This morning, I was thinking about something I should be doing. I was thinking about how nobody else would know or care that I hadn't done it yet, but somehow I still felt guilty. Immediately, James 4:17 came to mind. "He who knows the good he ought to do, but does not do it, sins." And, on the heels of that thought was annoyance. I can't win for losing. It's sin if I do the bad things. It's sin if I don't do the good things. Opportunities to sin abound in such a way that I just can't seem to escape them. God, you just made it too hard for me!
At that point, I guess He'd had enough of my whining because I was swiftly reminded of a very important Truth: It's not about me.
What was it I blogged just yesterday? The same King who determined the price of my sin also provided the payment for my sin. Salvation begins and ends with Him. "You did not choose me, but I have chosen you ..." "We love because He first loved us ..."

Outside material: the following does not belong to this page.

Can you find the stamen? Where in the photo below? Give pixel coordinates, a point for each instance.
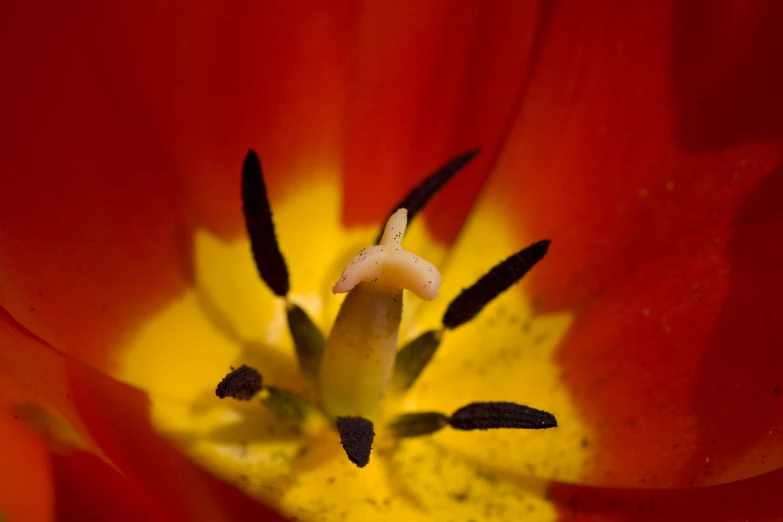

Yes, it's true, there are countless ways for me to daily transgress against a Holy God. The Law is there to make sure I understand what the standard is and just how far short I fall of meeting it. "But, thanks be to God who gives us victory through our Lord Jesus Christ."
"And you were dead in your trespasses and sins ... BUT GOD, being rich in mercy because of the great love with which He loved us, even when we were dead in our transgressions, made us alive together with Christ ..."
Sin abounds. It's there whether I willfully choose it, stumble into it, negligently commit it. But, grace abounds so much greater. Grace. Undeserved and freely given. Grace, greater than all my sin. Grace that begins in and proceeds from the heart of God. It is NOT about me, but I am so thankful it flows over me.